L’appuntamento fieristico, nei due giorni dedicati al santo, richiamava un gran numero di fedeli (infatti Bari rientrava nelle peregrinationes maiores, l’iter turistico dei pellegrini con Gerusalemme, Santiago di Compostela e Roma) e mercanti non solo provenienti dalle province, ma da tutta Italia e addirittura dall’Oriente. Questi ultimi, ai quali erano offerte diverse opzioni di affitto dei locali per sistemazione e costo (dai semplici banchi alle piccole botteghe), si disponevano nei posti assegnati secondo la categoria merceologica venduta. Esenti da dazi, i commercianti erano tenuti al pagamento di un certo canone al Capitolo nicolaiano il cui importo variava dai pochi tarì ad un’oncia.

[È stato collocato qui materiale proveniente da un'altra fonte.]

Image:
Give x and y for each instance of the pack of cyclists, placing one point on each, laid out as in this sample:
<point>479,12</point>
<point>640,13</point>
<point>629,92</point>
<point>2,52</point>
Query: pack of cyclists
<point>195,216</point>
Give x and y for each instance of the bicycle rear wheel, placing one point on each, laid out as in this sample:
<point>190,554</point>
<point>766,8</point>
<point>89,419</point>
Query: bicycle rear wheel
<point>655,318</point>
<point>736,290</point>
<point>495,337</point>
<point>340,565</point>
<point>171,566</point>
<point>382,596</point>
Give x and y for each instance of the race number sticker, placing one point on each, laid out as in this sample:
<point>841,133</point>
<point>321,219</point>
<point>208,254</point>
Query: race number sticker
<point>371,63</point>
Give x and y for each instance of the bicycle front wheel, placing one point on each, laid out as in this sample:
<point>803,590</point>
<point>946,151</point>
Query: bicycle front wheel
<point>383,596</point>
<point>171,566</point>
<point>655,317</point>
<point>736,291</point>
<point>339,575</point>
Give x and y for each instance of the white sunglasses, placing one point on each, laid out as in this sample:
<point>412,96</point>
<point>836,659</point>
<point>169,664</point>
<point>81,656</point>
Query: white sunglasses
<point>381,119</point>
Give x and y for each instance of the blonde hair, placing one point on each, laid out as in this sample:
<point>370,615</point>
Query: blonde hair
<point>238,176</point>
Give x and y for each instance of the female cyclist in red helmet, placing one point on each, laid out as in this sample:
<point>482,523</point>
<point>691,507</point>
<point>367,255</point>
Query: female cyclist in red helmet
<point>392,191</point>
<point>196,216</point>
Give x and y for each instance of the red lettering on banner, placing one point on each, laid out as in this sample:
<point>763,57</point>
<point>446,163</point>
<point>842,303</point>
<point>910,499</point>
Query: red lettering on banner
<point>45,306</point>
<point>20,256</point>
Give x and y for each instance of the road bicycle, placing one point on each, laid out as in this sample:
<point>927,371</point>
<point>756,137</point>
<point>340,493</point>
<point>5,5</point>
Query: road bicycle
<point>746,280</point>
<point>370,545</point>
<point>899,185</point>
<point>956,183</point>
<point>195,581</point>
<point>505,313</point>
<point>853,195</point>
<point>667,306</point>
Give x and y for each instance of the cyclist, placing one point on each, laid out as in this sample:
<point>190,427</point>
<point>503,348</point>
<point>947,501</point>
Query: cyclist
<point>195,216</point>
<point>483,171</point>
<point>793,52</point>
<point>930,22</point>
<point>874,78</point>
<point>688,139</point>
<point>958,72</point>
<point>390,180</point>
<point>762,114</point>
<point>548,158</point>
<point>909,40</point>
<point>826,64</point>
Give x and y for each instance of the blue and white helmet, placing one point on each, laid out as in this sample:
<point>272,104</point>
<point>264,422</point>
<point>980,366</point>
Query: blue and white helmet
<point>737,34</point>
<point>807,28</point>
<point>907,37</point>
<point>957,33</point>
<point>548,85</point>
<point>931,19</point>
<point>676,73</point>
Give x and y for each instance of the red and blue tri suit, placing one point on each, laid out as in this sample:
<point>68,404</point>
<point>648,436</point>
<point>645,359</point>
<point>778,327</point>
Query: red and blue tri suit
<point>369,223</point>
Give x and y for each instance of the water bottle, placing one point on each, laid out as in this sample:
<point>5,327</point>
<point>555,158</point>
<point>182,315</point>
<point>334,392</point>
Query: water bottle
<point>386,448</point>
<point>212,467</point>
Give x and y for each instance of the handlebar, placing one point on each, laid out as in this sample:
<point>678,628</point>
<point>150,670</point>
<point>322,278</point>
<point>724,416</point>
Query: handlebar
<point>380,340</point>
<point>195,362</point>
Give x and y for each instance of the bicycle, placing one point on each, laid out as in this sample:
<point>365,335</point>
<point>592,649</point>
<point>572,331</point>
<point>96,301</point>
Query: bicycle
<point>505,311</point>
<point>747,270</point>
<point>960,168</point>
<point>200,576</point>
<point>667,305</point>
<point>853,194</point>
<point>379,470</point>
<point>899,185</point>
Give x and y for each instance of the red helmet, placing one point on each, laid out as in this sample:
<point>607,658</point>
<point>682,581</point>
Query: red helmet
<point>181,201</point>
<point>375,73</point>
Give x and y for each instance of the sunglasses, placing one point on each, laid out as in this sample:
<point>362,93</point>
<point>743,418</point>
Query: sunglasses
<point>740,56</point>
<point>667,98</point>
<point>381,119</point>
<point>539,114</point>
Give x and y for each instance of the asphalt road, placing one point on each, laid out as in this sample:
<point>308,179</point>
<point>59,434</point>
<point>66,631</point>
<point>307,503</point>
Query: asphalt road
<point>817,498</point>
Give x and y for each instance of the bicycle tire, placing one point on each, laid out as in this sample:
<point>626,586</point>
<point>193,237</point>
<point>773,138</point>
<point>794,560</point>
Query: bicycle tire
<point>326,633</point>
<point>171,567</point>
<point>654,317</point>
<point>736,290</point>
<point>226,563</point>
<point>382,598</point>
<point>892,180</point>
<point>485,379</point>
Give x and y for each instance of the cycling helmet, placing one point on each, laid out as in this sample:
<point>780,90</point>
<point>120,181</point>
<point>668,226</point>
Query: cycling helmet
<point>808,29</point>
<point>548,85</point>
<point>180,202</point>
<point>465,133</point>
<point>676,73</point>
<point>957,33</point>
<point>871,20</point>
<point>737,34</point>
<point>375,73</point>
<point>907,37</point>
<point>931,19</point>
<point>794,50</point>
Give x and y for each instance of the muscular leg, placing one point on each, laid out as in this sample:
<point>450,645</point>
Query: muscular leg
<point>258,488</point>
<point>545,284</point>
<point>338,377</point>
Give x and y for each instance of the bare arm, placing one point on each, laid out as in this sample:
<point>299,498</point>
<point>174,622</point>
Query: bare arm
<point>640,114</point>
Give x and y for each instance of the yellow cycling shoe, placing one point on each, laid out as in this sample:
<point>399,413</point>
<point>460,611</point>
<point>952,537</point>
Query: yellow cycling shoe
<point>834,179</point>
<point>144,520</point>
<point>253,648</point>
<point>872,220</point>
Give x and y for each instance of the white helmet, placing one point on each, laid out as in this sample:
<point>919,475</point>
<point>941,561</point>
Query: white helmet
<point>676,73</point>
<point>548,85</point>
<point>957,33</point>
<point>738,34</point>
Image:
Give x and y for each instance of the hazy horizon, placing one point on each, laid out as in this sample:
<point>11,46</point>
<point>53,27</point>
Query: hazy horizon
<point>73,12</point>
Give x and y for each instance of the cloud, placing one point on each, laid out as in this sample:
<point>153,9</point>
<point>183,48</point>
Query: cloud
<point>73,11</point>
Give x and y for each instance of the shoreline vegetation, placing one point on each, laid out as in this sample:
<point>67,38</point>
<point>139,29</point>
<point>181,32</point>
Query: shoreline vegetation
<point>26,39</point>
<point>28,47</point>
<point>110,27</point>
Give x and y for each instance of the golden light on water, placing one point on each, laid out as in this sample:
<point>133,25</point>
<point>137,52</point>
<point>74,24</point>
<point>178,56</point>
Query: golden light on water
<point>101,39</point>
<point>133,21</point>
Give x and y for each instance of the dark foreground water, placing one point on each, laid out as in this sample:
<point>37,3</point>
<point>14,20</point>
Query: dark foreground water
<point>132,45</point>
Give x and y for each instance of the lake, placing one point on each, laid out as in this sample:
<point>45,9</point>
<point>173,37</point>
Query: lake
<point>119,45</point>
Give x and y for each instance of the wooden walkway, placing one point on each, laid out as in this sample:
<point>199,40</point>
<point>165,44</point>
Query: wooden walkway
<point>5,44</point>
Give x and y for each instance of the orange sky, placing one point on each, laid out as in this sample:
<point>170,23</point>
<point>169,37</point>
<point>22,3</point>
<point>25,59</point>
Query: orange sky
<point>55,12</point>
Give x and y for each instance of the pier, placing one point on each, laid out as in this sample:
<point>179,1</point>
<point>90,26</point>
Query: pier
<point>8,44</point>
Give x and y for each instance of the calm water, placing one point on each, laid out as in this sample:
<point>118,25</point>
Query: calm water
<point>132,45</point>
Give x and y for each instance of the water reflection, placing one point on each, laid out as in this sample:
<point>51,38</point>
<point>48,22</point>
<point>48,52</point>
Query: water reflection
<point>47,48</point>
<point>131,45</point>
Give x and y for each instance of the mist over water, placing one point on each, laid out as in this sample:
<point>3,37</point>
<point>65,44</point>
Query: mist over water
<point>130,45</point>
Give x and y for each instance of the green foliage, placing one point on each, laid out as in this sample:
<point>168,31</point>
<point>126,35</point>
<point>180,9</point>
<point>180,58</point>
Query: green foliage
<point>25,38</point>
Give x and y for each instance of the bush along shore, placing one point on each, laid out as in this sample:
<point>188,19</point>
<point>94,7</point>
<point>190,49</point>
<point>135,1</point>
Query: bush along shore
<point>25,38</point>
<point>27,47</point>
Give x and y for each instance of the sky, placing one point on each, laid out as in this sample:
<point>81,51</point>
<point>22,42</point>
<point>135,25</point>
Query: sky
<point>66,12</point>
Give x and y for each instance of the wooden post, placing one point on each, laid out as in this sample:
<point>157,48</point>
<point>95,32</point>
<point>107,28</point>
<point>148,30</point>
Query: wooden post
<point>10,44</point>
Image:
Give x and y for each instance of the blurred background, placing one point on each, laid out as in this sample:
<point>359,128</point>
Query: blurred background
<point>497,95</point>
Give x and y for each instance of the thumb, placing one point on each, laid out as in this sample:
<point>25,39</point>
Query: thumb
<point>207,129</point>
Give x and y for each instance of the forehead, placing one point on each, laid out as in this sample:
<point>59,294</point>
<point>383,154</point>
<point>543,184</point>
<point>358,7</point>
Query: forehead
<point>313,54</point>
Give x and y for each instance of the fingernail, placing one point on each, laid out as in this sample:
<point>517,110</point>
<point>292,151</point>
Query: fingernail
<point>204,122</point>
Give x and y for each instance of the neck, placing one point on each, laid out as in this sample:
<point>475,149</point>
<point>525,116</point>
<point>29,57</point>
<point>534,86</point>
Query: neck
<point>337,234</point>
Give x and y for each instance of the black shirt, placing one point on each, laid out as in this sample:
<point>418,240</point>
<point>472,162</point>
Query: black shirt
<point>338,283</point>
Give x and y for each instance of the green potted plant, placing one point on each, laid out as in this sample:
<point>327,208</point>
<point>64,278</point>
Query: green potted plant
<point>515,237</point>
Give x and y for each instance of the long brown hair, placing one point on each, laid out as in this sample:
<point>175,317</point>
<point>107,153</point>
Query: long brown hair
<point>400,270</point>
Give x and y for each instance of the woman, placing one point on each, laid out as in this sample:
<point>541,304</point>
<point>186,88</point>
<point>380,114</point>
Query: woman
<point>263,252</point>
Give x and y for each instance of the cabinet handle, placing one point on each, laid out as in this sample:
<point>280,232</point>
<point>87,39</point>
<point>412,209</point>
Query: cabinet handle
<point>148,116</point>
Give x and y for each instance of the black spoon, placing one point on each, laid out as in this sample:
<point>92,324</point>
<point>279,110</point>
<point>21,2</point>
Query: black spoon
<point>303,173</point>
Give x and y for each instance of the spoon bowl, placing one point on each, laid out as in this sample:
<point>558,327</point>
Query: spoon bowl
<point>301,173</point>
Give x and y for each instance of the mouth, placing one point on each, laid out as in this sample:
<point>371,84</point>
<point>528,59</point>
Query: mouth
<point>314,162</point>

L’organizzazione e i controlli
Questa somma era necessaria ai fini dell’organizzazione, dell’allestimento, della manutenzione e della vigilanza in fiera. Infatti, durante il suo svolgimento, l’onestà delle transazioni, la regolarità dei costi delle merci e la sicurezza erano garantiti da un mastrogiurato laico di nomina capitolare a cui spettava l’ordine pubblico e da un mastromercato, garante della liceità delle compravendite, garante dei prezzi e della regolarità delle transazioni. Costui, magister nundinarum, denunciava le negligenze allo iudex al quale spettava il compito di assegnare multe salate o ordinare il sequestro delle merci. Insomma, erano guai per il commerciante colto nel barare su prezzi e misure, scrupolosamente definiti dal mastromercato. È questo il caso dell’ebreo Salomone di Lecce, protagonista di un resoconto pergamenaceo datato al 12 maggio 1377, in cui se ne descrive il sequestro delle merci poiché colpevole di aver aumentato i prezzi più del dovuto.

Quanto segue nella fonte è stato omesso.